An Unsecured Business Line of Credit

An unsecured line of credit for restaurants that specialize in Chinese food generally will come in as credit cards for the business. For approval, with the business credit card or business line of credit, you will be required to have a good credit rating somewhere around (680 or higher). Your personal credit cards, need to be maintained and not maxed-out to the limit. If your credit is good, then this may be a great option for receiving restaurant working capital.

Rates0% for 12 months
The Terms1-2 years
Financing Amounts$10,000-$500,000
CollateralNot be Required
FeesMedium costs

Chinese Restaurant Loans through the SBA

SBA Chinese restaurant loans are a different type of funding option which will come in through a business line of credit or a term loan with a traditional bank, a community lender or a credit union. An SBA loan is not offered through the SBA on its own, as an alternative these loans are given through the traditional lending provider and the Federal gov’t option, would repay a sizable part of the lender’s loss if for some reason the Chinese food restaurant neglects to pay back the loan.

Rates5-8% for 12 months
The Terms3-25 years
Financing Amounts$50,000-$5,000,000
CollateralRequired
FeesMedium costs

The Chinese Food Restaurant Equipment Leasing

You can find various options for a Chinese restaurant to acquire restaurant equipment financing. Although a lot of Chinese restaurant owners would probably like to pay for the restaurant equipment from their own personal funds, or get an equipment loan, one other option is to rent out your Chinese restaurant equipment. Equipment leasing enables the restaurant owners to acquire equipment fast and never have to repay the entire equipment cost in advance. Once the period of leasing has ended, the owner of the restaurant has a choice to either increase the length of the loans term, or give the equipment back to the leasing company.

Rates8-20% for 12 months
The Terms1-10 years
Financing Amounts$10,000-$5,000,000
CollateralNeeded
FeesMedium costs

Alternate Chinese Restaurant Loans

Non-bank alternate business loans are a means for Chinese food restaurants which may have been struggling to obtain an approval from the bank or receiving financing that is affordable. Also, most alternative business loans call for significantly less paperwork than SBA loans or from traditional banks and can finance in a small percentage of that time-frame often financing inside of one week or sooner.

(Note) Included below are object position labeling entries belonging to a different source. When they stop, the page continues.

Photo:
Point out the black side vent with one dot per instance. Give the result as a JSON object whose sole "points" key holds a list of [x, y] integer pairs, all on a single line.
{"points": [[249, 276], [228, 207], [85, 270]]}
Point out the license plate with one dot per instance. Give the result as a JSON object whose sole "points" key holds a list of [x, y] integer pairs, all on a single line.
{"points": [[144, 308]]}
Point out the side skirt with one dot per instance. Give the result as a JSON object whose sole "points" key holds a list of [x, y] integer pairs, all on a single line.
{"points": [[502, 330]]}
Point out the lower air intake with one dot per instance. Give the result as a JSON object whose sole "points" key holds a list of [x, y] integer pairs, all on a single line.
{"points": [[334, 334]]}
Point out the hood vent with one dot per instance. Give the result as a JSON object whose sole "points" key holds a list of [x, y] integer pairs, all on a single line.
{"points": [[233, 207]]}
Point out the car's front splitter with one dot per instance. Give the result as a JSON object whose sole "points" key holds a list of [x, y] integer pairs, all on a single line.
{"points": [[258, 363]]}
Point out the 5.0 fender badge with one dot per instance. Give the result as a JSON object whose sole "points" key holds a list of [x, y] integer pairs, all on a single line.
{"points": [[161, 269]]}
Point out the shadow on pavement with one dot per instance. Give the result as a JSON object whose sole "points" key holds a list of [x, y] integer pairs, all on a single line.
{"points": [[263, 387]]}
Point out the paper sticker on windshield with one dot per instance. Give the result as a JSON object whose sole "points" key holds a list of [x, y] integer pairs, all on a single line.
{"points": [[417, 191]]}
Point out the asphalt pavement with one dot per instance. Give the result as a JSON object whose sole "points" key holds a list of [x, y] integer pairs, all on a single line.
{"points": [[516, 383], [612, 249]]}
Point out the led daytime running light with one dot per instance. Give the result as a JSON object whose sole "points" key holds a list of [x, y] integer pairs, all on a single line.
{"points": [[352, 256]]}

Rates 8-25% The Terms 1-5 years Financing Amounts $10,000-$500,000 Collateral Not needed, Fees Medium costs

The ACH Cash Advance

Cash advances consist of Chinese restaurants future earnings and gross sales in order to get and advance or funding in lump-sum. This will involve sales from the Chinese restaurant’s future receivables, so it is theoretically not really a business loan, but a business-to-business purchase transaction. Once the financing is accomplished, the restaurant would start paying back the loan through an arranged agreed to amount transfered through the restaurant owners business account over to the financing services daily via Automated Clearing House.

Rates1.10-1.50% for 12 months
The Terms3-24 months
Financing Amounts$5,000-$2,000,000
CollateralNot Needed
Lower feesHigher costs

Merchant Cash Advance Split

A split with regards to a merchant cash advance is just about the same as with an ACH cash advance since they both depend on the Chinese restaurant’s future receivable sales. The primary distinction are with how the financing business repayments are created among these kinds of restaurant cash advances. Once we brought up ACH, the repayment is completed through a specific amount of ACH sent transferred over to the lender daily. So through a Chinese restaurant split MCA financing arrangement, a restaurant will repay through dividing some of the merchant credit card transactions together with the lender.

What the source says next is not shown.